What is left out of the book is equally informative. Nowhere does Hersey state specifically what he thought of that day or its aftermath. Nowhere does he discuss nuclear disarmament. (Although he does mention escalating landmarks in the arms race.) Nowhere will the reader find Hersey's stated reactions to the narratives of the survivors, other than an occasional ironic comment. Nowhere does he question or agree with the decision to drop the bomb. Instead, he allows readers to draw their own conclusions from the facts as he perceives them through his understanding of the stories of "the lucky ones."

In examining Hersey's life and career, the reader can clearly see that his writing over 50 years spanned the gamut of social issues, including education, individual rights, censorship, racism, the Holocaust, and the restlessness and polarized factions of the 1960s. Throughout his career, he felt a responsibility to speak out both in the world of the journalist and in the world of the private citizen. In effect, Hiroshima is the best of both worlds: the factual, journalistic style of the gifted reporter and the responsibility of the citizen to break the silence.

Most importantly, long after John Hersey's death, generations of readers who were never there in 1945 are able to understand the effect of the first atomic bomb on the people who survived its detonation. The human mind cannot fathom the split-second deaths of 100,000 people, but it can understand the enormity of the event by witnessing the lives of six people who survived it. In the fictional A Bell for Adano, Hersey used an ordinary man of Italian heritage for the hero of his story. Major Victor Joppolo is a man of the people who tries to teach democracy to the villagers he is serving; the reader's sympathy is with him. Throughout many of Hersey's books, he championed the ordinary person, whether a fighting soldier or a young American engineer in China. What better person than someone with whom the reader can identify to explain the enormity of an event as devastating as the deployment of the first atomic bomb?

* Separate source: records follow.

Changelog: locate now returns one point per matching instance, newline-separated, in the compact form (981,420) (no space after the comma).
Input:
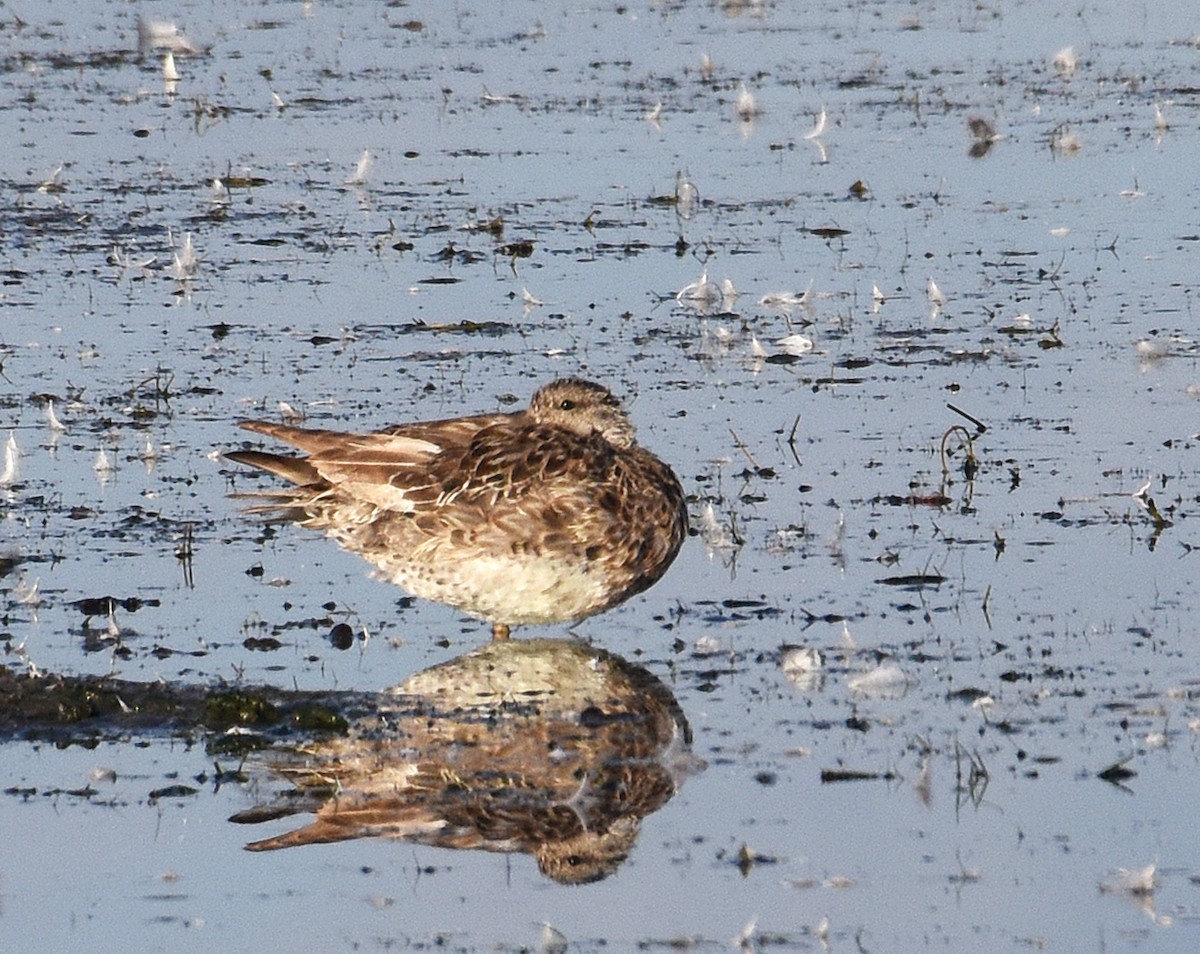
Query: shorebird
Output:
(546,515)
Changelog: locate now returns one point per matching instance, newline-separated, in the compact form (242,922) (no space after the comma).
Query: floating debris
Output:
(1138,882)
(707,297)
(747,106)
(11,461)
(983,137)
(363,171)
(57,426)
(797,346)
(1065,63)
(155,35)
(185,262)
(886,681)
(817,130)
(936,299)
(687,196)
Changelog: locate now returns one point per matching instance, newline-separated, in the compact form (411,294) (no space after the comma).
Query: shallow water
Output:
(989,646)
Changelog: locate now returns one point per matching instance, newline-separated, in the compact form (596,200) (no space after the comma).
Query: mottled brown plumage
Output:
(543,747)
(547,515)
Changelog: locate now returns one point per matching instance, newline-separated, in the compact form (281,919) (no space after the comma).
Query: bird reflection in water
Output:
(544,747)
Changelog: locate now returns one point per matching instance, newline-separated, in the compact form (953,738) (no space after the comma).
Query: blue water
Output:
(1060,600)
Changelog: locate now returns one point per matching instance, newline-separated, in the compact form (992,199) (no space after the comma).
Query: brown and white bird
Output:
(549,748)
(547,515)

John Hersey's journalism, his understated viewpoint, and his deep concern for speaking out responsibly all come together in Hiroshima. The world responded and continues to respond to his ability to state simply and clearly the stories of six ordinary people who became extraordinary on a day they never could have envisioned in their lives' plans. Hiroshima is eloquent and timeless — it speaks with conviction and evokes the compassion and understanding of all ages and races.